Ao longo da sua carreira, em algum momento, o facto de ser mulher foi um entrave para a realização dos seus objetivos profissionais?

Nunca deixei que o facto de ser mulher fosse um entrave à minha realização profissional, mas tenho plena consciência que tal nunca aconteceu por eu ter uma família que me apoia, sem esse suporte familiar, não tenho dúvidas que não estaria onde estou.

Segundo o Barómetro das Empresas Familiares apresentado no ano passado pela consultora KPMG, dos CEO que, estavam em funções na altura em que foi realizado o inquérito, apenas 5% eram mulheres. Esta é uma percentagem muito diferente do cenário europeu. Sendo uma CEO, na sua perspetiva, que fator pode estar relacionado com esta realidade?

Como já referi, a mentalidade tem um grande peso e em contexto de empresas familiares ainda mais. O machismo leva a que as mulheres fiquem em segundo plano na vida empresarial e nesse cenário havendo um homem para gerir não será uma mulher. Infelizmente, essa realidade ainda persiste e a prova são esses números. A competência não está no género, de quem dirige, mas num conjunto de características que tornam a pessoa mais ou menos capaz de desempenhar o cargo. Enquanto a mentalidade machista persistir, estaremos a desperdiçar grandes mulheres em cargos de liderança e gestão.

Ainda no mesmo tópico de conversa, é da opinião que o Estado português e as empresas privadas deveriam implementar mais ações de formação na área da liderança, no sentido de apoiar e impulsionar as mulheres a enveredarem por altos cargos administrativos?

Acredito que cada mulher chega onde se propõe a chegar, desta forma acredito que estas ações começam nas escolas, seria muito importante haver formação/sensibilização para estes temas.
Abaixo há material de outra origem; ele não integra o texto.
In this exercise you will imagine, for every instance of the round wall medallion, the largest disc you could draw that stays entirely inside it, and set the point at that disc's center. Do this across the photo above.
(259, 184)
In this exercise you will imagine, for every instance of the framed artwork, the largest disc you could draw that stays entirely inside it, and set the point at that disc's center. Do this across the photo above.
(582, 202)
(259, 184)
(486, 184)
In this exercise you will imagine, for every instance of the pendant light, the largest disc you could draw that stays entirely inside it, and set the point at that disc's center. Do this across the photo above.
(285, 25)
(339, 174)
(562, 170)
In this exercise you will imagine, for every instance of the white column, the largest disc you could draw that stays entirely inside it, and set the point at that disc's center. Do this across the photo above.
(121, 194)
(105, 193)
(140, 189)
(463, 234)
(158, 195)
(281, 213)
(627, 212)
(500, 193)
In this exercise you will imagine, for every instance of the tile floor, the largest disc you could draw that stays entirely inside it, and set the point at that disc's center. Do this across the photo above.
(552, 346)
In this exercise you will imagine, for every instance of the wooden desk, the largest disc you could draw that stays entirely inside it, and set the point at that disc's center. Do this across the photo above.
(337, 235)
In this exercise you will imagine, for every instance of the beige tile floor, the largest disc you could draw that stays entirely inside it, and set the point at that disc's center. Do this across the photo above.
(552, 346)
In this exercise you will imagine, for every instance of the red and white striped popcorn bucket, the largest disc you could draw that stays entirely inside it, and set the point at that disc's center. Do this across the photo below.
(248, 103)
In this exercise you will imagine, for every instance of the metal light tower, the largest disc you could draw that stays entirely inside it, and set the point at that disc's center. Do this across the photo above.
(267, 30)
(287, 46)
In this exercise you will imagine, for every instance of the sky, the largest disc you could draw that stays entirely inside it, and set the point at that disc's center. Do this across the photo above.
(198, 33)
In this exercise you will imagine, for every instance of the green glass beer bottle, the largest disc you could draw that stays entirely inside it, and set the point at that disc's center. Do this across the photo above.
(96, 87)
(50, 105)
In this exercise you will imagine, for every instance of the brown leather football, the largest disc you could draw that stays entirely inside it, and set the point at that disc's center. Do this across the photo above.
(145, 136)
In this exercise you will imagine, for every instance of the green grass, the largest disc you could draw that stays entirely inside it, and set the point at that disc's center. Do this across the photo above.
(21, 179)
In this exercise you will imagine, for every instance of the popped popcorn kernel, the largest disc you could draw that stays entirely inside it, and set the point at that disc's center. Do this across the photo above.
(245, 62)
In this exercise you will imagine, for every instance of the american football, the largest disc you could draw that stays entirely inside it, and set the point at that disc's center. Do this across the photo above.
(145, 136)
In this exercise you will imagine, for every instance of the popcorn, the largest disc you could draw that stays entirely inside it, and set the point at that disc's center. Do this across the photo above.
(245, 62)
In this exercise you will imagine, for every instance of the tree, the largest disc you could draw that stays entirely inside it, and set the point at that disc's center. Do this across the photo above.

A discrepância entre homens e mulheres em altos cargos administrativos não está na capacidade de liderança, mas nas oportunidades que são dadas às mulheres para a desempenhar. Existem muitas desigualdades em todos os setores pegando no exemplo da cozinha, basta ver que não há nenhuma mulher portuguesa com Estrela Michelin, por muito que se fale em igualdade, a verdade, é que não passa de um chavão bonito, ainda estamos longe da sua concretização.

A sociedade está cada vez mais consciente do papel da mulher na sociedade e nas organizações. Mas, a verdade é que ainda há um longo caminho a percorrer. Sente que as escolas também têm um papel de extrema importância na promoção de valores que respeitem a igualdade de género?

As escolas são fundamentais para alavancar esta mudança de mentalidades e penso que já está francamente melhor, só assim poderá haver mudança de atitudes. Realizar ações para que as crianças e jovens possam respeitar as diferenças, desmistificar os géneros das profissões e que apesar de diferentes todos deveremos ter as mesmas oportunidades.

Por último, como perspetiva os próximos tempos do Grupo FF? E que conselhos pretende deixar às nossas leitoras, que tal como a Zita Freire pretendem trilhar um caminho de liderança no mundo empresarial?

Prevejo que, sejam tempos de crescimento, até porque já temos um grande projeto que irá iniciar em Leiria, mantendo o crescimento de todas as marcas do grupo. A todas as mulheres que queiram trilhar o caminho de liderança aconselho que sejam persistentes e que não se deixem desanimar por comentários menos bons. Somos capazes de tudo, portanto foquem-se na vossa meta e sigam o caminho, nenhum obstáculo é mais forte que a nossa vontade.